Ich komme aus einer Musikerfamilie, in der quasi immer gesungen wurde. Wir haben alle umeinander ständig musiziert und dazu gehörten immer auch Lieder, sei es nun, dass ich selber sang oder begleitet habe. Für uns war Musik ein Alltagsgegenstand: wenn wir morgens aufstanden, wurde zuerst musiziert. Wir sind sieben Geschwister und wir haben die Instrumente im Prinzip unter uns aufgeteilt – wer zuerst am Klavier saß, spielte eben Klavier. (lacht)

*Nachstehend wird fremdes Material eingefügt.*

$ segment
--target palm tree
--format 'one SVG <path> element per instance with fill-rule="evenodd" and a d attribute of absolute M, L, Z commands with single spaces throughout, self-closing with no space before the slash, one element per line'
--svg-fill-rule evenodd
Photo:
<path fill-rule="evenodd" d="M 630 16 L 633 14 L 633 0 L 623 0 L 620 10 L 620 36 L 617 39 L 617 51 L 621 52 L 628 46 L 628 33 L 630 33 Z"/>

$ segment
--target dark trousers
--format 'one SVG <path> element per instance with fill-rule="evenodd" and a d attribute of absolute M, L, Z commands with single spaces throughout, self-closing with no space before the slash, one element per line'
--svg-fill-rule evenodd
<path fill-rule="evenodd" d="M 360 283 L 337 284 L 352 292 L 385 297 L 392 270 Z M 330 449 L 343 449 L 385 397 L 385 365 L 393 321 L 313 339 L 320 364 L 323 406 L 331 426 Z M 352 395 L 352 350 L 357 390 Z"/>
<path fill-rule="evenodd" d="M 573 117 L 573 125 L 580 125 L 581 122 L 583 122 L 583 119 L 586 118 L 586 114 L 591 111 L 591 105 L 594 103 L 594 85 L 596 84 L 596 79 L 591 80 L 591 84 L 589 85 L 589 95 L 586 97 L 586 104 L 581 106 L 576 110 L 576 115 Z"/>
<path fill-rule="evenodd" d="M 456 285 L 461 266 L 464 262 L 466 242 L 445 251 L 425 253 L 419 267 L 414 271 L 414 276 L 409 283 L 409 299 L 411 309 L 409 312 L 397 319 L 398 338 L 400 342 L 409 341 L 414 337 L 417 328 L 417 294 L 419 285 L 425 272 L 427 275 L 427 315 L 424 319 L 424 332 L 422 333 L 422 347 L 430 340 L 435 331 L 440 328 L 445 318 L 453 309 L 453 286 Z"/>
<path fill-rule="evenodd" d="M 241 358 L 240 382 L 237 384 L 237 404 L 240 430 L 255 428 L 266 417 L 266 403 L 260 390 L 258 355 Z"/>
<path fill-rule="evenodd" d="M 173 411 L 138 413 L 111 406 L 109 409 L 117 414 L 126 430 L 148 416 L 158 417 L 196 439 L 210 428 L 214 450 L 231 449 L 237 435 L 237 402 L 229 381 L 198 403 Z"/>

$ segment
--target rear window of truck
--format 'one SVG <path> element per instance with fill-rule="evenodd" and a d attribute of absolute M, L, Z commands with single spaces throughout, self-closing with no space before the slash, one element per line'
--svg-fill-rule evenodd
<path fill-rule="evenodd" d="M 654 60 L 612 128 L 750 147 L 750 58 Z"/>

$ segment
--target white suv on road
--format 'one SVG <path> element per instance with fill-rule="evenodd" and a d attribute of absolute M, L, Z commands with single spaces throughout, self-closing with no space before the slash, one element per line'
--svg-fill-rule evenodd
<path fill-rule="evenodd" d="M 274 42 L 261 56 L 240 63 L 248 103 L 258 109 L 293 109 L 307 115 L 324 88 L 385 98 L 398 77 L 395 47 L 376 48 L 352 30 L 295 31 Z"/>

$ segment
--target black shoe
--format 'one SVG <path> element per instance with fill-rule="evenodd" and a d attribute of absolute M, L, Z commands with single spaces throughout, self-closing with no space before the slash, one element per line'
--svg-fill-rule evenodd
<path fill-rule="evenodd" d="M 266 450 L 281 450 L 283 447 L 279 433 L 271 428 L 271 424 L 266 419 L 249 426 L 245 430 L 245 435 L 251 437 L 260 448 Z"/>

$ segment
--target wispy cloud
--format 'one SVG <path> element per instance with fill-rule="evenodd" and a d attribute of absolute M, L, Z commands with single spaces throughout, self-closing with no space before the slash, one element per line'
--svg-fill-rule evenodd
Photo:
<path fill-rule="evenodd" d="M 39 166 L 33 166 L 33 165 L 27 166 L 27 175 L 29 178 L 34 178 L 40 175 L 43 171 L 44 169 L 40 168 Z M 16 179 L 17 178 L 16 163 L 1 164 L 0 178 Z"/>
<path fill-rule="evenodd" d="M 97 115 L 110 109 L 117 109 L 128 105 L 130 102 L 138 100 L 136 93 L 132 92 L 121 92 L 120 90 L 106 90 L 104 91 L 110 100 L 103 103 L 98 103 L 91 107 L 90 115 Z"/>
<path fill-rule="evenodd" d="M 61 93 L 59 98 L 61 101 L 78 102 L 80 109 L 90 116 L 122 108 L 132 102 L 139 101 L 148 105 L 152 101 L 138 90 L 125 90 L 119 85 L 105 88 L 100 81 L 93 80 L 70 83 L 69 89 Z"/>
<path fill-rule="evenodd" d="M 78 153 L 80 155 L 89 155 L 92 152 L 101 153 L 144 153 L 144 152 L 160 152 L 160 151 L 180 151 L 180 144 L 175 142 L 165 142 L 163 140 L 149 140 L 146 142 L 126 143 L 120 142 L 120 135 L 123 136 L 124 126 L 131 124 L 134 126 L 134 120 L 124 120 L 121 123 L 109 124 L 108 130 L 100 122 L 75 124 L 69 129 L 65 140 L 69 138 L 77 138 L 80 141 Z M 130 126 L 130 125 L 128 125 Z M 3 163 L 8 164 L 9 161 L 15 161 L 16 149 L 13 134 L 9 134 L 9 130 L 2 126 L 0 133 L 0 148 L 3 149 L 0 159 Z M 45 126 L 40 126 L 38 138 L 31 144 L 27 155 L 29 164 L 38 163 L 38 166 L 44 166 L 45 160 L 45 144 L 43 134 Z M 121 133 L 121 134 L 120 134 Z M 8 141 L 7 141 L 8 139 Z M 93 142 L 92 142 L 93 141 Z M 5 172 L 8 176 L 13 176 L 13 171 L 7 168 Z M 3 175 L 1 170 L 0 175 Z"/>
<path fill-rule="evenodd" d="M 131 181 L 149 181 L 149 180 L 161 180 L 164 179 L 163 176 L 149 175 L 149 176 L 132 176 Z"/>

War denn der Gesang Ihre erste Wahl?

Ich habe zwar durch das familiäre Umfeld und weil es sich von selbst ergeben hat, immer auch gesungen, aber geübt habe ich immer nur Violine und Klavier. Ich habe zunächst auch keinen Gesangsunterricht gehabt. Lieder gehörten für mich immer in den Bereich der Hausmusik und ich habe zunächst gar keinen Gedanken daran verschwendet, ausgerechnet den Gesang zum Beruf zu machen. Bei uns war es selbstverständlich, dass jedes Kind zwei Instrumente lernte. Das wurde auch nicht in Frage gestellt, weil wir es ja alle so machten.

Das klingt aber eher nach unheimlich viel Disziplin und nicht unbedingt nach einer freien Entscheidung.

Von außen betrachtet, mag das so wirken, allerdings haben wir es nicht so empfunden. Und ich denke auch heute, dass dieses Ritual, den Tag mit Musik zu beginnen, ein sehr guter und schöner Einstieg war und bis heute ist. Ich versuche auch heute noch, den Tag nach Möglichkeit so zu beginnen, am liebsten mit Improvisationen. Man kommt mit sich selbst in Kontakt, begibt sich gleich zu Beginn des Tages in Klangräume und erlebt sich selbst als klingende Person. Für mich fühlt sich ein solcher Tag völlig anders an.

Elisabeth Menke: Selbstporträt als Kind

Wie hat es sich dann ergeben, dass Sie letzten Endes auch Gesang studiert haben?

Meine Mutter ist Sängerin und ich wurde damals quasi ins kalte Wasser geworfen, indem ich ihren Platz in einem Meisterkurs bei der Akademie Wort und Musik einnahm. Daraus ergaben sich die ersten Gesangsstunden und auch schon sehr schnell die erste Teilnahme bei Jugend musiziert. Obwohl ich in damals schon von einem Juror als „ungeschliffener Diamant“ bezeichnet wurde, war der Weg zum Studium nicht ganz direkt. Ich denke, es war noch zu früh für mich, ich war noch nicht bereit dafür, mich solchen Dingen wie Liedtexten und Improvisation auszusetzen.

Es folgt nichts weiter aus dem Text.